Many thanks to SWLing Post contributor, John (G3VUO), who shares the following:
Hi Tomas,
Seeing [the] article about RCI prompted me to remember the halcyon days of SW Listening.
I still have my RCI Shortwave Club certificate issued in 1965 when I was only 14 years old!
In those days you had to monitor their broadcasts regularly and send listening reports on (if I remember correctly) green airmail reception forms every month.
Hope the attached may give other readers some memories.
73
John G3VUO
Wow! Thank you for sharing this, John. Those were, indeed, the halcyon days of shortwave radio listening!
Post readers: Please comment if you’ve also received a certificate from RCI!
I got mine October 1965 # 3170 I was 15 years old still have it
I got my Radio Canada Shortwave Club Certificate (No.16682) on March 7, 1975, when I was 22 years old. That time I was living in India, before migrating to Canada. That time listening to Radio Canada from such a distance was not an easy task.
Yes, those were the days, so many great SW broadcasts in English. DXing, collecting QSL cards & my NRC buddies got me thru my teen years. Great times indeed! 73s
I have kept most of my early shortwave QSL’s and collectibles. I began in the hobby in 1977, so I don’t have anything that old. However, I was a member of The Maple Leaf Mailbag Army that was part of the Sunday program hosted by Ian Jones. It lasted until about 2012. It was a great variety show full of humor, different kinds of music, etc.
Thats very cool. A true blast from th past. I would have been 6 years old in 1965. Still too young to DX.
I have certificate #2268 from February 1965 issued when I was 13 years old. I am so thankful my late Mother saved all my certificates and QSLs from back then.

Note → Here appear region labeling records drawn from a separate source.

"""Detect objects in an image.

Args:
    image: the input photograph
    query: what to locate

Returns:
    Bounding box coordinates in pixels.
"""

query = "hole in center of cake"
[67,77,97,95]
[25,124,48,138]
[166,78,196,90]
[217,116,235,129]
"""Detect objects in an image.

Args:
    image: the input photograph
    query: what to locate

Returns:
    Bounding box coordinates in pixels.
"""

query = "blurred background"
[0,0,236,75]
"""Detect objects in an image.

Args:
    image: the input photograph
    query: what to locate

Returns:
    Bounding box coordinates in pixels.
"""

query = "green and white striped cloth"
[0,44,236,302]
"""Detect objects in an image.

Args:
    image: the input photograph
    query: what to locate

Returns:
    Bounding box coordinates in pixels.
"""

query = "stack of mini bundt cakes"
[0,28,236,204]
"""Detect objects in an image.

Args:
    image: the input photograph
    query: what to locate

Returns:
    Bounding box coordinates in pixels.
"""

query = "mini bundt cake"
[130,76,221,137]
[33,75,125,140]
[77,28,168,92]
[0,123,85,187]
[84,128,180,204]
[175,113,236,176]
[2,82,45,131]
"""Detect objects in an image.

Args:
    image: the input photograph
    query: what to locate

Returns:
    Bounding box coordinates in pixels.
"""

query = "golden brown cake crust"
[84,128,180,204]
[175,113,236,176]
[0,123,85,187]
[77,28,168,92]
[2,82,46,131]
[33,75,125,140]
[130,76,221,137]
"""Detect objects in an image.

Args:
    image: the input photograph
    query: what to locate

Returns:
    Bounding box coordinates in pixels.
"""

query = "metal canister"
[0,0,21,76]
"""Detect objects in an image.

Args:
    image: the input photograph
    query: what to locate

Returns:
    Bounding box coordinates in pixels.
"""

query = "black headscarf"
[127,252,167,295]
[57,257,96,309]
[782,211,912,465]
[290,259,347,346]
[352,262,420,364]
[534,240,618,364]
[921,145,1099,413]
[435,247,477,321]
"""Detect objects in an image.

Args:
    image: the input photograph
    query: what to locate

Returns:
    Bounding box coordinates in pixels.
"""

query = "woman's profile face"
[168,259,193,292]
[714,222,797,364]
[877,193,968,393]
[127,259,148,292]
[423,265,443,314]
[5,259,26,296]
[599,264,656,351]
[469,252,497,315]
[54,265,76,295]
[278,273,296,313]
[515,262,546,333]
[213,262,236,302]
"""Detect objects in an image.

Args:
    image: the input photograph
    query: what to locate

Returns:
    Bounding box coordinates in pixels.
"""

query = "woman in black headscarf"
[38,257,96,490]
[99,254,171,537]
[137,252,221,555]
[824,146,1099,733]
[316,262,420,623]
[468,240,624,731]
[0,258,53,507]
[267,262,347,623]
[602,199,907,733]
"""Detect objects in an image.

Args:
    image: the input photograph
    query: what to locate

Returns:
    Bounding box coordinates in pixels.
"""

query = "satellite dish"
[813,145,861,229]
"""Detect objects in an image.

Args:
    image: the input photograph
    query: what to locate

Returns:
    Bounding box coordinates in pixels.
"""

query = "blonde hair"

Mine was issued shortly after, 8th February 1965 number 2254. I was 13 years old. I also remember having a letter read out on Earle Fisher’s Listeners Corner. I was living just outside of Whitby, Yorkshire, twin town of Whitby, Ontario. I also had two cousins born and living near Toronto, all of which was mentioned in my letter. My parents let the editor of our local paper, The Whitby Gazette, known about this and there was a brief piece about it in their next issue.